Sepuluh tahun kemudian, Minxchen akhirnya bisa mewujudkan keinginan ibunya, dengan membawanya ke toko Louis Vuitton dan mengejutkannya dengan membelikan sebuah tas. Dalam video tersebut, wanita paruh baya terlihat membuka bungkusan kotak dengan gembira, dan memeluk putrinya untuk berterima kasih atas hadiahnya.
Konsumen Lebih Muda
Terlepas dari bagaimana setiap orang memaknai kepemilikan barang branded, konsumen lebih muda mulai tercatat melakukan pembelian luxury goods.

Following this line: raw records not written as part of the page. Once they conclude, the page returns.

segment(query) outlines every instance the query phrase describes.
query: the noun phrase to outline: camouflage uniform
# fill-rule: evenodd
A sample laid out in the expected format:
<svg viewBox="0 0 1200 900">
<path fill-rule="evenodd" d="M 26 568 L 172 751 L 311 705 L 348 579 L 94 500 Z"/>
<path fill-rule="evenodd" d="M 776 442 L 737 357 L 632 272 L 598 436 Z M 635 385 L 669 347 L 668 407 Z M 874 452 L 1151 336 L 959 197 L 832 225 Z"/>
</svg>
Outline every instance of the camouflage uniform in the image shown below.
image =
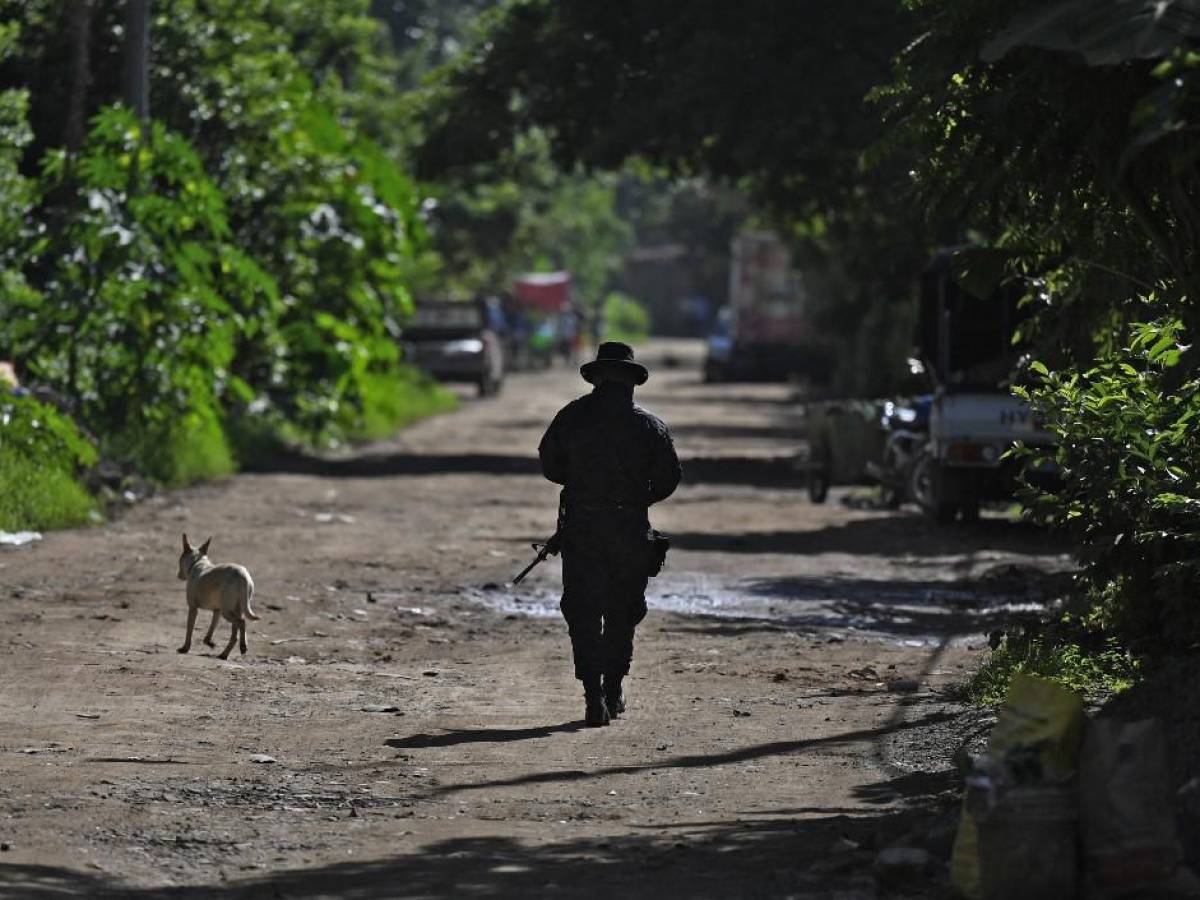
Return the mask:
<svg viewBox="0 0 1200 900">
<path fill-rule="evenodd" d="M 619 684 L 646 617 L 647 508 L 679 484 L 671 433 L 634 403 L 631 385 L 604 383 L 554 416 L 538 452 L 564 486 L 560 608 L 575 677 Z"/>
</svg>

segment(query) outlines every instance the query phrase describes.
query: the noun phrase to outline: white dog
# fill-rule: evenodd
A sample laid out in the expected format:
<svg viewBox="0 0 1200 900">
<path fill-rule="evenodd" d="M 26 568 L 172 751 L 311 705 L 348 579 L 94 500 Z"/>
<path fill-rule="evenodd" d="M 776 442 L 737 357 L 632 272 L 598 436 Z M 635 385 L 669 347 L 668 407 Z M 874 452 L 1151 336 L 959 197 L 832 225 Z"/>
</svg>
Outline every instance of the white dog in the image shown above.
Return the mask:
<svg viewBox="0 0 1200 900">
<path fill-rule="evenodd" d="M 209 632 L 204 635 L 204 643 L 216 647 L 212 643 L 212 631 L 217 626 L 217 619 L 224 616 L 226 622 L 233 625 L 229 632 L 229 643 L 221 652 L 218 659 L 228 659 L 229 650 L 233 649 L 238 638 L 241 638 L 241 652 L 246 652 L 246 619 L 257 619 L 258 616 L 250 608 L 250 600 L 254 596 L 254 582 L 245 566 L 224 563 L 214 565 L 208 558 L 209 538 L 197 550 L 187 542 L 184 535 L 184 552 L 179 557 L 179 580 L 187 582 L 187 637 L 180 653 L 192 649 L 192 629 L 196 628 L 196 613 L 200 610 L 212 611 L 212 622 Z"/>
</svg>

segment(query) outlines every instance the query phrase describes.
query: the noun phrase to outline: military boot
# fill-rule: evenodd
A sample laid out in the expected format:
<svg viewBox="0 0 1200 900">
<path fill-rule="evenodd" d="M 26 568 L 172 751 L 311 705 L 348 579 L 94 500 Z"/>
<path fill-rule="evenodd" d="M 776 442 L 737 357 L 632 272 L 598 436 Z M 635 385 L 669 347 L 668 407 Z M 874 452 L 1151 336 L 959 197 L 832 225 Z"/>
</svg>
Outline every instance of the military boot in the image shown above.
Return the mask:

Fenomena ini pun ternyata tidak mengecualikan Indonesia.
Head of Marketing and Communication VOILA, Zoey Rasjid, mengatakan saat ditemui April lalu, bahwa semakin ke sini, usia pembeli barang mewah di Indonesia memang makin muda. "Sebagian mungkin diedukasi orangtua mereka tentang luxury items," ia mengatakan.
Zoey menambahkan, "Tapi, mereka akhirnya punya selera sendiri, dan kami membantu untuk membuka mata mereka tentang apa yang ada di luar sana, terutama untuk (konsumen) remaja. Karena itu, kami mencoba melayani semua umur."

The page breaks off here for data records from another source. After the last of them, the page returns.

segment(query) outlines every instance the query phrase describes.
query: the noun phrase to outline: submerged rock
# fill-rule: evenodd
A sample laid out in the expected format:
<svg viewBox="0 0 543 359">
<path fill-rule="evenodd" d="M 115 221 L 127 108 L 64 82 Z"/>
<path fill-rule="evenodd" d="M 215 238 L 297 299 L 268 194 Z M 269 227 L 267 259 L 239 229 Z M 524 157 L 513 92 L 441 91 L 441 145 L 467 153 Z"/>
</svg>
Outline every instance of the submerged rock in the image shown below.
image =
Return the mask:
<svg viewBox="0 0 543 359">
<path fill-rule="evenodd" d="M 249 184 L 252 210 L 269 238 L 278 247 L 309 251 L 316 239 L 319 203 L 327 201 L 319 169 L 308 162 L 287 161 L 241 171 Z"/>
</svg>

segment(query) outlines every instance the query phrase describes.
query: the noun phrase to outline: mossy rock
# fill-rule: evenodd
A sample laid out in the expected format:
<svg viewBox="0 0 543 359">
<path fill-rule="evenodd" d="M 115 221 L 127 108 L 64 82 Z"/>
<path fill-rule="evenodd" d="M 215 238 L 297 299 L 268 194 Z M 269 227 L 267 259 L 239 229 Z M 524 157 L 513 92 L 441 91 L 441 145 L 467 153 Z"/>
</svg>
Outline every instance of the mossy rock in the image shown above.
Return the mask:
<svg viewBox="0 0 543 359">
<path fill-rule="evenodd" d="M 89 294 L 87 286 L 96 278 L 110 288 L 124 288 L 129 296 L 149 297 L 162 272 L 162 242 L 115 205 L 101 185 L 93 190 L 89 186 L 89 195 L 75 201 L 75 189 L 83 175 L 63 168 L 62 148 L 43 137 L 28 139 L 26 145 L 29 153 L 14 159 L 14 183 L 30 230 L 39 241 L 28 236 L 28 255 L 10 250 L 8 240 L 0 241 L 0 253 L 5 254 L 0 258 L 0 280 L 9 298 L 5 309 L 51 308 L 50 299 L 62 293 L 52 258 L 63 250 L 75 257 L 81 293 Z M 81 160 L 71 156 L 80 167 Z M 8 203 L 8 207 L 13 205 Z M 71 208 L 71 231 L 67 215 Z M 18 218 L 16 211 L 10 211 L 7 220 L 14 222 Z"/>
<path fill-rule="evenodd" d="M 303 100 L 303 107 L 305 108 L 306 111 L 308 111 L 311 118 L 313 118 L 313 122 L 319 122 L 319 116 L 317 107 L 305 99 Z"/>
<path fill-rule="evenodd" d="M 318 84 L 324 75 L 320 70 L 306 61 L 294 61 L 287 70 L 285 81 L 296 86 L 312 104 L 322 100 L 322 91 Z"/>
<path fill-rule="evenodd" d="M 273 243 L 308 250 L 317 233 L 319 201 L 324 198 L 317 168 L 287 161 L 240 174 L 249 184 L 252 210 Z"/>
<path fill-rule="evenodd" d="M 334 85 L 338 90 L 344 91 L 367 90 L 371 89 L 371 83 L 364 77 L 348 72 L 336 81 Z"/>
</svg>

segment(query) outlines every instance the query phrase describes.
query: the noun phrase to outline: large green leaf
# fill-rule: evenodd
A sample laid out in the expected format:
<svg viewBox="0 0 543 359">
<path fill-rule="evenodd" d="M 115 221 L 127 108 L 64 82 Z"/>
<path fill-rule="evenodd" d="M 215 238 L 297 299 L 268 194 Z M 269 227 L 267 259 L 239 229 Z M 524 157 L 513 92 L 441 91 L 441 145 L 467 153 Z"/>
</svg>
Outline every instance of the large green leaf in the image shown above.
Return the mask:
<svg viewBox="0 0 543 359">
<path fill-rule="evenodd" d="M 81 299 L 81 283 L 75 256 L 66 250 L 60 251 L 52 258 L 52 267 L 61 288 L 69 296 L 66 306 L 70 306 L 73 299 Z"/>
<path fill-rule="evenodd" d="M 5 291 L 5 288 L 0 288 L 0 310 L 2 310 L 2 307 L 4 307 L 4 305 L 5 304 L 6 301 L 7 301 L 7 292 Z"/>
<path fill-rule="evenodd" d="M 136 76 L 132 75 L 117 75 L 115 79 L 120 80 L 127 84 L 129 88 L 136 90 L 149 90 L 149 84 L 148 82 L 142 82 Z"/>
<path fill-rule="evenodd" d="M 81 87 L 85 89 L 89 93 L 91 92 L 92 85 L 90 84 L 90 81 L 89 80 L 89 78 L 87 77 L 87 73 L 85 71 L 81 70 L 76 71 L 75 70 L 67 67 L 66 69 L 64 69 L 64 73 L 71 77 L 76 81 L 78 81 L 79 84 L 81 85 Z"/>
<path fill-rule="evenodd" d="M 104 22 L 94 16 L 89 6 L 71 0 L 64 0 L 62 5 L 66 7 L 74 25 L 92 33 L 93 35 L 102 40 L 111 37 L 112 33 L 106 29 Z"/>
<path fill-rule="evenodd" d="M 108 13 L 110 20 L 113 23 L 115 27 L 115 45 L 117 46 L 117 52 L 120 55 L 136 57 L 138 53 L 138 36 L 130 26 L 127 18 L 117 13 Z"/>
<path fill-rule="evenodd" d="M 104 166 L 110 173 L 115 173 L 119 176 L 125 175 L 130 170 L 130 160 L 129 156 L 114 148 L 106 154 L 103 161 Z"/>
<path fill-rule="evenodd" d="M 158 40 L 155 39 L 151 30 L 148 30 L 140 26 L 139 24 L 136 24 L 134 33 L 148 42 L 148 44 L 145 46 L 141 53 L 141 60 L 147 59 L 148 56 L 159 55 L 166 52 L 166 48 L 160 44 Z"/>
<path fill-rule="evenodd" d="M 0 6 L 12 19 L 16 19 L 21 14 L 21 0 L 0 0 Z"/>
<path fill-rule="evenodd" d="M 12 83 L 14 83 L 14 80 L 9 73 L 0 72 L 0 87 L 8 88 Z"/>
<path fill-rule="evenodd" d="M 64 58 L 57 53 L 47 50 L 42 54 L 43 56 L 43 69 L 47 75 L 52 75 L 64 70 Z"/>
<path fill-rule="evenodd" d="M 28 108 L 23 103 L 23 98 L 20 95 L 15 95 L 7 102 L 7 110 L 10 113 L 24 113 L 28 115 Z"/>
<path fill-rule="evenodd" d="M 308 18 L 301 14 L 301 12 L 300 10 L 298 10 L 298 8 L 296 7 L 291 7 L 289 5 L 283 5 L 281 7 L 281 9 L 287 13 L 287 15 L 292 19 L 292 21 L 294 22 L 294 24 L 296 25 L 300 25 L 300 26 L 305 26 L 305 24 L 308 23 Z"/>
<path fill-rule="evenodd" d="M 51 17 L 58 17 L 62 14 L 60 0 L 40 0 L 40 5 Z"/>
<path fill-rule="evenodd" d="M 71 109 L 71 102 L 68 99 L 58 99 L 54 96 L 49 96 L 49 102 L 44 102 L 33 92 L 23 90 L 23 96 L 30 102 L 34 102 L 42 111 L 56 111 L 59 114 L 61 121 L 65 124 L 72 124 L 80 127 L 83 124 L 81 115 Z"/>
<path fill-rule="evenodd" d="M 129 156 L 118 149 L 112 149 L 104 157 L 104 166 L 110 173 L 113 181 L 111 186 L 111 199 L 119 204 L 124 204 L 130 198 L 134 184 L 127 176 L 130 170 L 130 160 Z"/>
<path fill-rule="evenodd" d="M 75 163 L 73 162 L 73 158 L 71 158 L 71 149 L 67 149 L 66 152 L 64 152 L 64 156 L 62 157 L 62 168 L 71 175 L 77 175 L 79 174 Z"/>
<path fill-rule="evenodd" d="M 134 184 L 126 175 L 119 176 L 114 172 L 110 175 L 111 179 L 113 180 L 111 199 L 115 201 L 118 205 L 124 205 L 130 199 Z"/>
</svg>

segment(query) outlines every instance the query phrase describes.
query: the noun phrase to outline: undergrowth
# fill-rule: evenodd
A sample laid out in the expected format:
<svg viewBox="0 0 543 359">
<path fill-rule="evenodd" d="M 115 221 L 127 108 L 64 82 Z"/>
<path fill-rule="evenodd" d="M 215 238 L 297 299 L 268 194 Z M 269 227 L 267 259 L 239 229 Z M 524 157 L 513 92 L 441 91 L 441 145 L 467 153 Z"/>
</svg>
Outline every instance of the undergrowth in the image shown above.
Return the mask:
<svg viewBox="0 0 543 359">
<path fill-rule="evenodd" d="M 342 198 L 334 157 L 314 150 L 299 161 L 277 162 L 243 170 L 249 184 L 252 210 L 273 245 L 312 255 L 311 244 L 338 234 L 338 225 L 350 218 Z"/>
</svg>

Terkait tren belanja barang branded oleh konsumen lebih muda, fashion expert Caren Delano menambahkan di kesempatan yang sama, "Ada satu hal positif yang bisa dilihat dari sini bahwa Indonesia jauh lebih membaik (secara pendapatan)."
"Dalam konteks melihat makin banyak pembeli muda, itu juga tidak hanya di branded (brands). Semakin muda berbelanja, berarti semakin bagus pekerjaan mereka atau orangtua mereka semakin mampu," ia menambahkan.
Ia juga menilai bahwa tidak ada salahnya orangtua memanjakan anak dengan barang mewah. Caren menyebutnya "bukan sebagai bentuk penghargaan terhadap anak, tapi orangtua." "Orangtua punya hak untuk memberi tahu orang di sekitar mereka bahwa kami cukup baik, kami ada di posisi ini. Salah? No. Kelihatan sombong? No, selama mereka mampu," tuturnya.